What protective measures were put in place in 1918?

We’ve always understood that in order to contain contagion you have to separate sick and healthy people. Concepts like isolation and quarantine are very old and they predate germ theory. So we didn’t have to understand that diseases are spread by microbes to understand how to rein them in.

Public health measures were put in place in some parts of the world. America did very well, Europe didn’t do too badly, but there was a war on and it wasn’t possible to keep those things in place very effectively, or for long enough.

The dates of the waves were dependent on where you were in the world. They came later in the Southern hemisphere, which meant Australia had the luxury of seeing this thing approach in space and time from the north, and took advantage of that to put in place maritime quarantine.

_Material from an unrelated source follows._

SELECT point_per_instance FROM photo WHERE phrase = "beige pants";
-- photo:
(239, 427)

It managed to keep out the lethal second wave in October 1918, which is one of the rare exceptions of public health measures really working that year. But they lifted it too soon and the third wave of infection of early 1919 came into the country and killed 12,000 Australians. But it would have been much, much worse if they had not put the quarantine in place when they did.

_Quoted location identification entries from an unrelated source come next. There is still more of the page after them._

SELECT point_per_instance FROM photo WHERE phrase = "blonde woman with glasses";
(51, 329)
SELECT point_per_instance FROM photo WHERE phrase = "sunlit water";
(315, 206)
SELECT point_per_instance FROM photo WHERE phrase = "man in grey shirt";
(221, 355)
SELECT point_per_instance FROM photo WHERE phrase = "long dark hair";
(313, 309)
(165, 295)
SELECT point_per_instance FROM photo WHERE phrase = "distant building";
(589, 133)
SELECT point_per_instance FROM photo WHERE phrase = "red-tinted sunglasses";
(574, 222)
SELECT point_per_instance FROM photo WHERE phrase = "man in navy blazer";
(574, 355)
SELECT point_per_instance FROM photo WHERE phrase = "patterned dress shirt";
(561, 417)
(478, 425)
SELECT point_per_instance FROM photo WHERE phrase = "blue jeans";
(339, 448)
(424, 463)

Will COVID-19 be remembered in history?

It’s too early to know if we’ll remember this one, but the precedents suggest we won’t. There were two other flu pandemics in the 20th Century: the 1957 Asian flu and the 1968 Hong Kong flu. They killed about 2 million and 4 million people, respectively. We are nowhere near those numbers yet and yet we don’t compare this pandemic to them. We immediately head for the enormous one in 1918, which is strange in itself. But they were much worse than this one to date, and we don’t remember them.